Founder, Tony Elumelu Foundation, Mr. Tony Elumelu, has flayed the growing joblessness with the African continent.

Delivering a keynote address at the AfricaNow Summit 19 in Kampala, Uganda, Elumelu, who also the Chairman, United Bank for Africa (UBA), said it was time development partners teamed up in the 21st Century in a manner that is different to curb joblessness since government per se does not even create the kind of employment to check the menace.

According to him, “the joblessness we have in Africa cannot be fixed by government alone. Government per se does not even create the kind of employment that you need to pull the 720 million plus.. Every year, it is said that over 80 million people come into the job force in Africa. How prepared are we for this?

“Government needs to create the right environment. Development partners must work together in the 21st Century to intervene in a manner that is different. That is why we embrace entrepreneurship. That is why the Tony Elumelu Foundation calls on partners, others to come together, team up with us, so that we can create more employment in Africa. That way, we democratize prosperity on the continent.”

Also speaking at the Summit, the host, President of Uganda, Yoweri Museveni,  noted that although education was necessary in all human endeavour, it is, however, not enough as it only creates people who only want white collar jobs with no skills to enable them produce goods and services, and, thereby swelling the number of the unemployed. 

He said: “They would have abandoned the subsistence farming of their parents without getting a skill in producing a good or service for the market either as employers or as workers.

“Apart from education and the liberalisation that frees the private sector to be active and innovative, you need other enablers. I have, previously, characterised these as removing the ten strategic bottlenecks.  Creating the enablers is removing those strategic bottlenecks.

 “By addressing the issues of education and health as well as the issue of the freedom of the private sector in its efforts to create wealth and jobs, we would have removed two strategic bottlenecks.

 “The eight remaining strategic bottlenecks are ideological disorientation where emphasis is put on identity rather than on interests, leading to sectarianism; that creates a weak state that cannot guarantee security, a sine qua non of private sector growth; lack of infrastructure such as electricity, the railways, etc., which results into high costs of doing business in an economy that undermines the profitability of companies.

“It, therefore, limits their expansion; a narrow internal market that cannot absorb the products of large scale manufacture of goods and the expansion of services; stopping the export of raw-materials where we get only 10 per cent of the value of the product and lose jobs to the outside; the under development of agriculture where, in the case of Uganda, 68 per cent of the homesteads are still in the non-money economy where people produce only for subsistence; the under development of services such as tourism, insurance or hotels; and, in some cases, absence of democracy.

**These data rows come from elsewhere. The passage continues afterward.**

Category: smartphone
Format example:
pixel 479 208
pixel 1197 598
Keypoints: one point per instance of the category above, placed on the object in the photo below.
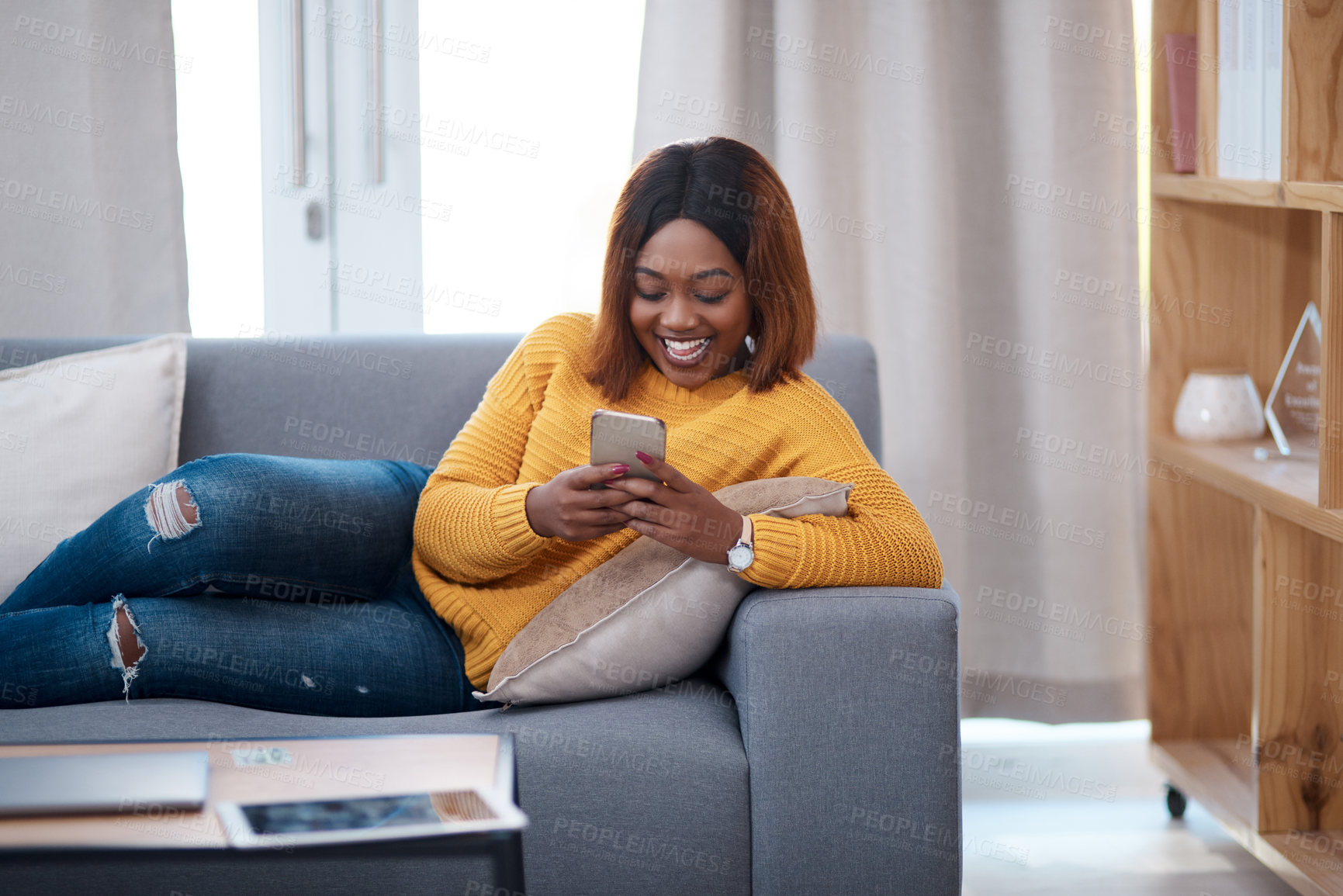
pixel 618 435
pixel 344 820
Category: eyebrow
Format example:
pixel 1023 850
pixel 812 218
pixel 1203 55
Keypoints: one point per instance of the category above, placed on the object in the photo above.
pixel 704 275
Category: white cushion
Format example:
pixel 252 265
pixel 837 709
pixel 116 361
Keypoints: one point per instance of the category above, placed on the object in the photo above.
pixel 78 434
pixel 649 615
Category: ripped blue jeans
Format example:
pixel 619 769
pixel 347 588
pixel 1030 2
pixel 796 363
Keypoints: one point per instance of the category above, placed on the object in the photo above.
pixel 269 582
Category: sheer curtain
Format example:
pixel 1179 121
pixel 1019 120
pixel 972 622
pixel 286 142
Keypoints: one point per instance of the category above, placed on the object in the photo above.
pixel 90 194
pixel 967 191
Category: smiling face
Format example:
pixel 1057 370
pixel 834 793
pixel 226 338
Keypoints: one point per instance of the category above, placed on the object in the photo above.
pixel 691 310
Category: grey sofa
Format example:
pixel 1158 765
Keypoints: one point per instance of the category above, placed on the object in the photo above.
pixel 819 752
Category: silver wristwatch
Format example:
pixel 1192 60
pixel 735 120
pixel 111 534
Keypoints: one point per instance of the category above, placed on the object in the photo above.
pixel 742 554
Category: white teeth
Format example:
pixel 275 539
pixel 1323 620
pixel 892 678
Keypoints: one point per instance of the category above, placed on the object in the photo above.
pixel 685 350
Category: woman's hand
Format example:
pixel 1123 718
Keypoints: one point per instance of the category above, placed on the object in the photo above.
pixel 680 514
pixel 569 508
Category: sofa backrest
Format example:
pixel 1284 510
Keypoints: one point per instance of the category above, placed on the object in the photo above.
pixel 400 396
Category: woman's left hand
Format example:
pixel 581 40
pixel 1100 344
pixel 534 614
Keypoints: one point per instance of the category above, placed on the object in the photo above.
pixel 680 514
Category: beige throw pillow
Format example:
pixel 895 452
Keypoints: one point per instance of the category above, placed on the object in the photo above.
pixel 79 433
pixel 646 617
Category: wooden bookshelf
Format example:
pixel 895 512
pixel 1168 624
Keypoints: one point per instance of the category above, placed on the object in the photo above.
pixel 1245 555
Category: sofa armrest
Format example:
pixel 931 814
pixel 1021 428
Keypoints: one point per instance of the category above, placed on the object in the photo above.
pixel 849 704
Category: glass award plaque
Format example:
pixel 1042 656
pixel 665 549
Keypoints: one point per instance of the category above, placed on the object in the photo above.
pixel 1293 405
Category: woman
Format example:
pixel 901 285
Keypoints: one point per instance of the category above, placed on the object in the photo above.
pixel 404 606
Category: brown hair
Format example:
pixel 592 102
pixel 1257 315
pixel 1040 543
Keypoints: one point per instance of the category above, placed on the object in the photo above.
pixel 736 194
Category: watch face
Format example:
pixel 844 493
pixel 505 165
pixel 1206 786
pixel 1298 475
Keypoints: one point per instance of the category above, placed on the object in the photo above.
pixel 740 556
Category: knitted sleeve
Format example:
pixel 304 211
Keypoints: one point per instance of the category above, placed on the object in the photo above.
pixel 470 524
pixel 883 540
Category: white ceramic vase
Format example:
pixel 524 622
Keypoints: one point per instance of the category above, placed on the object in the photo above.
pixel 1218 405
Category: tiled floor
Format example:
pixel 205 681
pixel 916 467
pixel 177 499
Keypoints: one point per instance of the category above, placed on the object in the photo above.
pixel 1078 809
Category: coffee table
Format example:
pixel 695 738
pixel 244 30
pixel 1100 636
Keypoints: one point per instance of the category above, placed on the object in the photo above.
pixel 275 770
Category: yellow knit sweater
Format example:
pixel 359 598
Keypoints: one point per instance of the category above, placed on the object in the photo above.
pixel 486 573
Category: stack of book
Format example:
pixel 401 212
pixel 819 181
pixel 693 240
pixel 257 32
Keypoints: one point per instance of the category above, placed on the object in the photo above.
pixel 1249 89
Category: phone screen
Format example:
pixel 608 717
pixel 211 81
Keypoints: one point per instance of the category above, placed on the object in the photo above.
pixel 618 435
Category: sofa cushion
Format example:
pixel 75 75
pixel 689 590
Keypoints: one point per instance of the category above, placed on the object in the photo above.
pixel 77 435
pixel 399 396
pixel 646 617
pixel 639 794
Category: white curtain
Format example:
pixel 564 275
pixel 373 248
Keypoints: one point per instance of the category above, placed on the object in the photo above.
pixel 968 206
pixel 90 194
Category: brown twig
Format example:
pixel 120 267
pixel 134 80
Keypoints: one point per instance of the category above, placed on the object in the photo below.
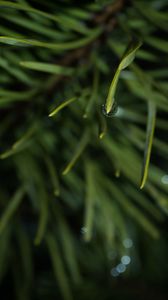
pixel 105 18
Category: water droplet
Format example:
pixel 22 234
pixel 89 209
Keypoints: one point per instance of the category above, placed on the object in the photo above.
pixel 84 230
pixel 114 272
pixel 164 179
pixel 112 254
pixel 121 268
pixel 113 111
pixel 125 260
pixel 128 243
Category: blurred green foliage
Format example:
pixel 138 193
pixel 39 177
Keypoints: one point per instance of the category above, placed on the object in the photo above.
pixel 74 223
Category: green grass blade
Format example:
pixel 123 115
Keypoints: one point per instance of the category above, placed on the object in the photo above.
pixel 149 141
pixel 54 46
pixel 127 59
pixel 61 106
pixel 43 219
pixel 129 55
pixel 89 202
pixel 11 208
pixel 49 68
pixel 80 148
pixel 58 267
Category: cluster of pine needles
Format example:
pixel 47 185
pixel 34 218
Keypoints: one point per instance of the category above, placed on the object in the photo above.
pixel 83 152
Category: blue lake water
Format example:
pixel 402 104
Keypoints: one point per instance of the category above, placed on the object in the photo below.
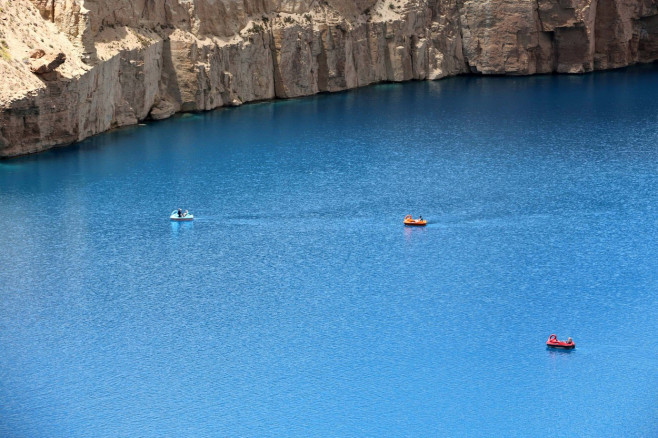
pixel 297 304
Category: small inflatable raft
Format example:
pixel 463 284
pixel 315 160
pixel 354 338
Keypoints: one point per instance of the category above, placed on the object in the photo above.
pixel 185 217
pixel 555 343
pixel 408 220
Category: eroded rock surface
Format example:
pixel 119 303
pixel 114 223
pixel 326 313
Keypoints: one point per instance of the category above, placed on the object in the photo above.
pixel 128 60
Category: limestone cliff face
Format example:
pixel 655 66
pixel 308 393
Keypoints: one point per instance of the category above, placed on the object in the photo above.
pixel 129 60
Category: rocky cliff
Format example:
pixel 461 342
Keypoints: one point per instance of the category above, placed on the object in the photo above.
pixel 74 68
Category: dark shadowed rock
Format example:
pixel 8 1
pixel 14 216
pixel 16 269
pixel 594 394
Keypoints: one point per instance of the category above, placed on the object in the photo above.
pixel 47 63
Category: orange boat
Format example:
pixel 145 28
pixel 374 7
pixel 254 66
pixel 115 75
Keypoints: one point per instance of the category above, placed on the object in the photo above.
pixel 408 220
pixel 555 343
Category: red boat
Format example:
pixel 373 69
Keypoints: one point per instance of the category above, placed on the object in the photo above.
pixel 555 343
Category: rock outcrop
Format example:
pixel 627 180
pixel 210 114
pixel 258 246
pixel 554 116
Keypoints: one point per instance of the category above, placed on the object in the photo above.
pixel 127 61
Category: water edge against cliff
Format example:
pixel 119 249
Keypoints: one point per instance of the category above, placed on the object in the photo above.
pixel 297 305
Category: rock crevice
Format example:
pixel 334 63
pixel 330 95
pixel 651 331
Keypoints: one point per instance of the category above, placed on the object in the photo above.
pixel 127 61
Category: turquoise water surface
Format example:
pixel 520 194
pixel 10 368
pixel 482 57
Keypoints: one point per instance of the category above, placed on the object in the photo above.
pixel 297 304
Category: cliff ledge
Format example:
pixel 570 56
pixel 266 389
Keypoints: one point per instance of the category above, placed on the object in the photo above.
pixel 75 68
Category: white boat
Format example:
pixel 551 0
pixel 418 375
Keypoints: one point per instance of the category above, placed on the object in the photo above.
pixel 185 217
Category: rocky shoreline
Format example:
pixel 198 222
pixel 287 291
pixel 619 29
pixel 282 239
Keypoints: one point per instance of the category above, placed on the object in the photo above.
pixel 128 61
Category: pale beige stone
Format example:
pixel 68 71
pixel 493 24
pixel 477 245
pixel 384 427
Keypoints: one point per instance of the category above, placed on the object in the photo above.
pixel 127 60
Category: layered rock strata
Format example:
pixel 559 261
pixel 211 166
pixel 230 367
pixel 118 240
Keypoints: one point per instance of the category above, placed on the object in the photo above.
pixel 127 61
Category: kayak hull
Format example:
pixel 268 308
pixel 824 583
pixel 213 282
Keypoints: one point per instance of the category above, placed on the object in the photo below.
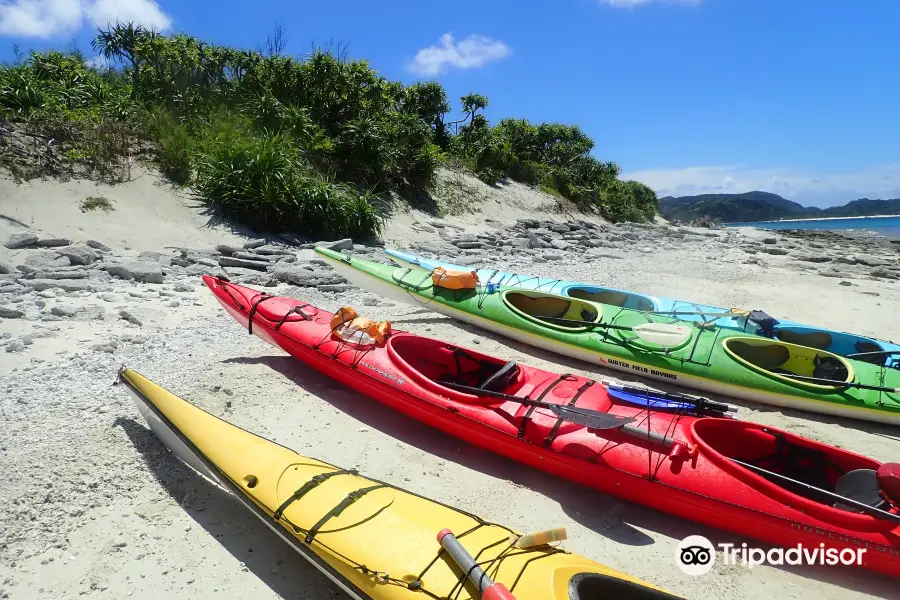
pixel 392 530
pixel 840 342
pixel 700 491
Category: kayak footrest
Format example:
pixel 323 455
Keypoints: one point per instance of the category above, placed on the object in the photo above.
pixel 306 487
pixel 337 510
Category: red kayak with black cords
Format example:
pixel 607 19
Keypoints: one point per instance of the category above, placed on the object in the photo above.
pixel 676 453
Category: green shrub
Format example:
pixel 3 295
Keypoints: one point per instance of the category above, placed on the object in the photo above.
pixel 173 141
pixel 92 203
pixel 264 182
pixel 203 110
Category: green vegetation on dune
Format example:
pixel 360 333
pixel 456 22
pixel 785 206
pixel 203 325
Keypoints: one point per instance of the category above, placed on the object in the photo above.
pixel 276 142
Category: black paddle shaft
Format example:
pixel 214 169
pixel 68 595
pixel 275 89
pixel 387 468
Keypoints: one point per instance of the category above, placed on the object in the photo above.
pixel 589 418
pixel 583 323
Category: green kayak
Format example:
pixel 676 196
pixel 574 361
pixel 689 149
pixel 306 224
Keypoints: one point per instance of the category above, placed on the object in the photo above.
pixel 706 358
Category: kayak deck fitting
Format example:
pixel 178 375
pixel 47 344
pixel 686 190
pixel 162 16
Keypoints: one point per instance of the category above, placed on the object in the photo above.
pixel 706 360
pixel 836 342
pixel 372 539
pixel 718 471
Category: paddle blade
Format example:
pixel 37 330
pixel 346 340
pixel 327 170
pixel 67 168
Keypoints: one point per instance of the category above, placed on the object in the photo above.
pixel 589 418
pixel 668 335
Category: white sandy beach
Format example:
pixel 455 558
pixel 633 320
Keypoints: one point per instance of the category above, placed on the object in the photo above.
pixel 94 507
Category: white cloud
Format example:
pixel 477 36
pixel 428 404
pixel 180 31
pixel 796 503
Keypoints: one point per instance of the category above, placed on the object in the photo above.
pixel 810 189
pixel 635 3
pixel 143 12
pixel 469 53
pixel 56 18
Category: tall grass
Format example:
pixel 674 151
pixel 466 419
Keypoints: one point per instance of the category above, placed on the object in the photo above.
pixel 263 181
pixel 283 143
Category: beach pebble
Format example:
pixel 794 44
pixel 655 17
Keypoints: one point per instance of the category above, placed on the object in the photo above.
pixel 130 317
pixel 51 242
pixel 871 261
pixel 98 246
pixel 78 255
pixel 21 240
pixel 338 245
pixel 259 265
pixel 10 313
pixel 144 271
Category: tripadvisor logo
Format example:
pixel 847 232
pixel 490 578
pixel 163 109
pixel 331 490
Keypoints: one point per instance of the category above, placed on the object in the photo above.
pixel 696 555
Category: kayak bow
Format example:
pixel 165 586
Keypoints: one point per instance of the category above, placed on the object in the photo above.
pixel 372 539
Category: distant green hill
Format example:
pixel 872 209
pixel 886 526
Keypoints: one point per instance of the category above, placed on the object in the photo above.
pixel 763 206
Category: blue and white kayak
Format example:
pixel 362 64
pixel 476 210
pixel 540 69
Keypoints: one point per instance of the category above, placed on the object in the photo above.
pixel 755 322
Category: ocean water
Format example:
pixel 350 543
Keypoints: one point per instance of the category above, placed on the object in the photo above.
pixel 885 226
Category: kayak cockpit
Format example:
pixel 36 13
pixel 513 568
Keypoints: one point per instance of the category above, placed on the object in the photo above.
pixel 801 472
pixel 611 296
pixel 784 361
pixel 559 312
pixel 597 586
pixel 439 365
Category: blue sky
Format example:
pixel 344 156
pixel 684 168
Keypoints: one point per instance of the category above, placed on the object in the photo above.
pixel 797 97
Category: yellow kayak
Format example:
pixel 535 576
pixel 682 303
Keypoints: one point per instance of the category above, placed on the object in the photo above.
pixel 372 539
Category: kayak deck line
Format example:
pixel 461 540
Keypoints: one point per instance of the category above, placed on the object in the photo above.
pixel 835 341
pixel 206 443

“Awareness of the issues raised above is very crucial for Africa’s transformation. Addressing the above issues will enable us to create prosperity for our people. How? By our producers generating a lot of goods and service products that find a ready market.  The more we sell, the more we produce. The more we produce, the more jobs we create and the wider the tax base. The more taxes we collect, the better social services the African governments will provide.  Today, the African population is 1.25bn with a purchasing power of $6.757 trillion.”